The big elephant in the room to be addressed with this title is that not every character is going to get screen time. The front page bills eight players to the team but then we get Shang-Chi and a return from the Prince of Orphans, so you can't expect everyone to be shoe-horned onto the same page. This is a gripe for a lot of titles; Avengers and X-books are rife with characters just mugging in the background (maybe panel bombing should be the expression) and here I prefer to not need to see every person. Let them have a few minutes off. It's a rotating cast. I'm fine with that. And maybe everyone else should be, as well.
The main crux of this issue is that Shang-Chi's father (a Marvel 'he who shall not be named') is being resurrected; this is a bad thing. It's a good set up and Brubaker throws a curveball into the mix with the resurrection, which I appreciated. He's scripting something different here. He's also tying it to a villainous character shown earlier called Thorndrake. A big old tale is being spun and if you're diligent, and keen of eye, plenty will pay off later down the track. Not to mention it will still be enjoyable right now.
There's plenty of fu spectacle on display, and it's interesting that Deodato draws the gorier stuff in silhouette, and while the Rogers/Carter back rub interlude was a real draw it is the actual espionage on display in this issue that pleases. It might be slightly rushed but mostly it just feels like the start of a solid "Mission: Impossible" episode. Narration moves the small crack team through the hoops to get them to the big set up at the end. This definitely worked for me. All the pieces are in place and it makes the issue feel like it's got more in it than it should.
Deodato's work is still complementing this series. He's taking some chances with pages and uses panels effectively to show one Shang-Chi attack. Overall, he does a good job of making the team appear damn good looking, as well as good at their jobs. Having Black Widow crawl upside down as she descended an elevator shaft may have been too much, but otherwise his establishing shots really made this feel like some 70s action (I'm thinking The Yakuza).

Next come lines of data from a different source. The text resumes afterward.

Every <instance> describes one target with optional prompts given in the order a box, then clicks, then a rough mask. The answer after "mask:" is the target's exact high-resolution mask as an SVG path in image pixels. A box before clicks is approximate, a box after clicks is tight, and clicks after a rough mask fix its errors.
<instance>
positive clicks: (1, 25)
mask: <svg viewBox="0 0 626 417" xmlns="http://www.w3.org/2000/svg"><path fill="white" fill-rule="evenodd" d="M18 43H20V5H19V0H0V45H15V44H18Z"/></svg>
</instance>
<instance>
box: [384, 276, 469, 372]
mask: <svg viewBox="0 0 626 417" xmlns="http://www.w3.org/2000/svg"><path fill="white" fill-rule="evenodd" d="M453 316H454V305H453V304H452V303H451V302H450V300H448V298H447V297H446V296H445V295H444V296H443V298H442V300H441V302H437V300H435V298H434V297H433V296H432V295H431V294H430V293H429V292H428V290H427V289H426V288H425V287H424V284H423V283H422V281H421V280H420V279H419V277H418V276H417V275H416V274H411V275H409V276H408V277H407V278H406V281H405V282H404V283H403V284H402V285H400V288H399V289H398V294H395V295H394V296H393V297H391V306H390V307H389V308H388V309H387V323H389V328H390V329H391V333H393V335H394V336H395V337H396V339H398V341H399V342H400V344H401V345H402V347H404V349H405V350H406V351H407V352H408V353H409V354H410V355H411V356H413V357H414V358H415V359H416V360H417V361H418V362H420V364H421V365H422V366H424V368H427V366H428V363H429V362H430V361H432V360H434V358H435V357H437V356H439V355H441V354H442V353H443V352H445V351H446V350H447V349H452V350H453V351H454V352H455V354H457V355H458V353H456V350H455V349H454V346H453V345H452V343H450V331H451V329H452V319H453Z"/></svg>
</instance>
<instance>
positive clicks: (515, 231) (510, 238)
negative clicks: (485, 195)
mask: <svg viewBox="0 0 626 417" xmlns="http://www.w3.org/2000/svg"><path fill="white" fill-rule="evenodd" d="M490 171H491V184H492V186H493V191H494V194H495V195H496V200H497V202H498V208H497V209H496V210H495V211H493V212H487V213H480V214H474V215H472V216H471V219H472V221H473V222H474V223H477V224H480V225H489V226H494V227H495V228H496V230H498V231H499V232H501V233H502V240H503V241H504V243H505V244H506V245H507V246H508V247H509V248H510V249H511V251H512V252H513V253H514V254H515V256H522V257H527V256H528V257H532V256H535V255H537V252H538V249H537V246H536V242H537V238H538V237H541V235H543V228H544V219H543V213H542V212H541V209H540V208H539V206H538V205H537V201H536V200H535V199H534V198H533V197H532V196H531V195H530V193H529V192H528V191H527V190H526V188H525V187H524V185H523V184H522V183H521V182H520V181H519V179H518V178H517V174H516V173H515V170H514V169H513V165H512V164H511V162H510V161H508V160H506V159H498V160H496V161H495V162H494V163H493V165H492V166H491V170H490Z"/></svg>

This arc is much more espionage than the first arc turned out to be. Even with the mystic setting, through actions and voice Brubaker is finally making this title what it should be: Rogers and whoever he needs sneaking in and getting the job done. Oh, and Shang-Chi gets a shirt, it's all going on here. This issue is a great set up for a spy tale that's bringing many genres into play, which many great spies always did. It's a break-neck, dynamic lift off and plain old school fun throughout.